As seen from the chart below, since 2001 the real estate market was in an initial growth phase with new metro cities such as Bangalore, New Bombay and Gurgaon (now rechristened as Gurugram) being formed to cater to the growing demand for urban cities. I distinctly remember various people who had invested in properties at the start of this cycle being the happiest given that housing prices soon started booming all over the country by as much as 4 fold in as many years. Between 2006 and 2008 price growth in real estate flew off the charts with many areas suddenly becoming unaffordable for the most of the middle class people.
Source: Crisil Research
Then happened the 2008 global market crash which shook not just equities and bonds but almost all sectors across the globe. There was a sudden flux in prices which was caused by the real estate market crash in the US. Demand fell and so did prices as many saw a fall in confidence of the investors. Post 2010, there was consolidation in the market with demand and prices picking up albeit slowly given the improving Indian outlook in the global market.

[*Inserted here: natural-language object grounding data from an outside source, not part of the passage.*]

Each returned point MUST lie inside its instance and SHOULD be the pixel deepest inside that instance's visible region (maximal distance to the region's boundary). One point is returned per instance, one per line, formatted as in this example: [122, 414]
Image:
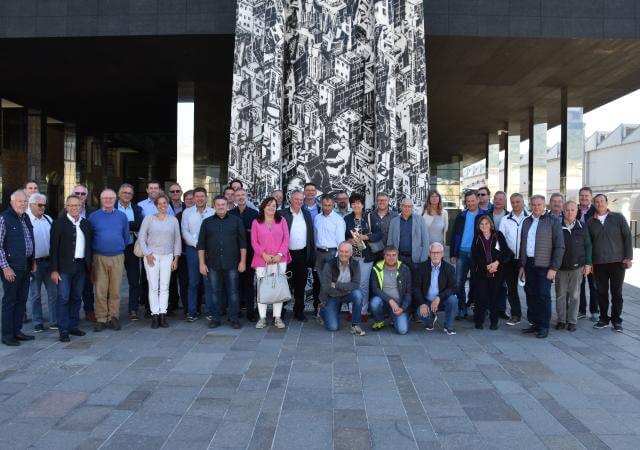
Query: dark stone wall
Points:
[516, 18]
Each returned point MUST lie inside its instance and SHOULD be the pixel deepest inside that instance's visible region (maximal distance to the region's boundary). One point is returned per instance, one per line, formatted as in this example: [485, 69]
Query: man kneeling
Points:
[390, 286]
[340, 283]
[436, 288]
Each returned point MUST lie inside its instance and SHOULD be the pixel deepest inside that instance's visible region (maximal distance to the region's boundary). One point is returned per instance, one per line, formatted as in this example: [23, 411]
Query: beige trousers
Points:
[107, 273]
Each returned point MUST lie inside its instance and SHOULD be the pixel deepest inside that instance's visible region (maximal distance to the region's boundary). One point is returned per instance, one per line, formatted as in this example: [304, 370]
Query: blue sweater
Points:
[110, 232]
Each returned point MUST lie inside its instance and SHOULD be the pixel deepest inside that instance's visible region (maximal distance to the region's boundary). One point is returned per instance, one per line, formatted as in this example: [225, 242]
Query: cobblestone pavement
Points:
[188, 387]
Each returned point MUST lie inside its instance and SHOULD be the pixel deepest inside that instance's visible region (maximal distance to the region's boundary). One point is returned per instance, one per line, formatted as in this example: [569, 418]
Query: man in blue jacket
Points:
[460, 251]
[110, 238]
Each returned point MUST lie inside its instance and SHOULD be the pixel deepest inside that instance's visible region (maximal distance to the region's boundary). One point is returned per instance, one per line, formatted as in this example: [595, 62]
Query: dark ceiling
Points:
[126, 84]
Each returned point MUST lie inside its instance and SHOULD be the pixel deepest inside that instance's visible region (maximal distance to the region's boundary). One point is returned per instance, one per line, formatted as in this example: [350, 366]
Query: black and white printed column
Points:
[333, 92]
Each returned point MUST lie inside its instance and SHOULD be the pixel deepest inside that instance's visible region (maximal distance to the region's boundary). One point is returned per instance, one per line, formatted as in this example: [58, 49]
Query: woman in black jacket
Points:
[489, 253]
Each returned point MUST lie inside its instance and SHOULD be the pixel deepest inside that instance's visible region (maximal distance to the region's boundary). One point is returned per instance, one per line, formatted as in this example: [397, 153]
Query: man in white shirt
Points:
[41, 236]
[329, 231]
[511, 227]
[301, 248]
[191, 220]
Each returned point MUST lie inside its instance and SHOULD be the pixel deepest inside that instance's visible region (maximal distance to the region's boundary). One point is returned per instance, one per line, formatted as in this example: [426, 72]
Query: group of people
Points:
[379, 262]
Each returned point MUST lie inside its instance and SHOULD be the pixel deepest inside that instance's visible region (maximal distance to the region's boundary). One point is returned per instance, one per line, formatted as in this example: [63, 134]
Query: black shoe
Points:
[24, 337]
[543, 333]
[11, 342]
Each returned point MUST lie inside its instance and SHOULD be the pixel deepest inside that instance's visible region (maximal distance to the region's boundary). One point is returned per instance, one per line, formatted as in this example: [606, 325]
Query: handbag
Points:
[273, 287]
[137, 248]
[377, 246]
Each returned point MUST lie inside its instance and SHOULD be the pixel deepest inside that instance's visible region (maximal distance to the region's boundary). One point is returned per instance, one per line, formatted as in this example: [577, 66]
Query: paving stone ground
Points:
[188, 387]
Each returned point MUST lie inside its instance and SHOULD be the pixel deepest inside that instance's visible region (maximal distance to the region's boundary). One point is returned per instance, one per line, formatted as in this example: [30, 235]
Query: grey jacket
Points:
[419, 237]
[549, 242]
[611, 241]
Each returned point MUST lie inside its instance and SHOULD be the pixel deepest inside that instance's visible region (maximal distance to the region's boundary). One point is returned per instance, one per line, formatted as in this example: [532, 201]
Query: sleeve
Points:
[557, 245]
[626, 238]
[177, 240]
[255, 241]
[284, 246]
[143, 236]
[202, 236]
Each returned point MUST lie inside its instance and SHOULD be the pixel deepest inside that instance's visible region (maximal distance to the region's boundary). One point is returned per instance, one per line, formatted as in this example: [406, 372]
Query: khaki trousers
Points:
[107, 272]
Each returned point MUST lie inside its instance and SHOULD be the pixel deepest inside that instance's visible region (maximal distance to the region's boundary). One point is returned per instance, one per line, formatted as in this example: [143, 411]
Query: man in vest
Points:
[17, 262]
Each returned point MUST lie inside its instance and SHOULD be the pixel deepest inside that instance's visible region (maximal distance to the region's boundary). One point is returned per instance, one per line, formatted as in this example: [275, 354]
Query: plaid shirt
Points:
[28, 242]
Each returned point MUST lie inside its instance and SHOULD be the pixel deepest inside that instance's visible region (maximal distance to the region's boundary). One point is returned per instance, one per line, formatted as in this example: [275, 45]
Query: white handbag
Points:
[273, 287]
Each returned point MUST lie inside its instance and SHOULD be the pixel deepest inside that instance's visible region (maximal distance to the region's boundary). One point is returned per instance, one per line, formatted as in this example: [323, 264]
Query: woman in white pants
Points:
[161, 244]
[270, 242]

Cut to 2016, various steps are being taken by the government to propel India to become the fastest growing nation. With initiatives such as housing for all and curb on black money, many have started expecting market prices to fall anywhere between 30% - 50% in the coming months due to Real Estate bubble having formed in the last 2 decades. However, let’s try and understand whether this actually happens or not.
As can be seen from the above chart, there continues to be a growing shortage of housing in urban areas since 2001 with the peak being more the 21% in 2014. Despite the government’s ambitious plan of building around 20 smart cities, many feel that it would take more than a decade or so to achieve this massive target. This would mean that the prices would continue their upward trend at the current pace for the next few years. Also the increasing population and ageing current metro cities would mean an investment to upgrade the existing infrastructure in the coming years.
Although we don’t expect the prices to boom in the coming years, but neither do we see a fall as speculated by some. So even though many have missed the bus in the past, there is still scope for them to invest and reap the benefits in the coming years.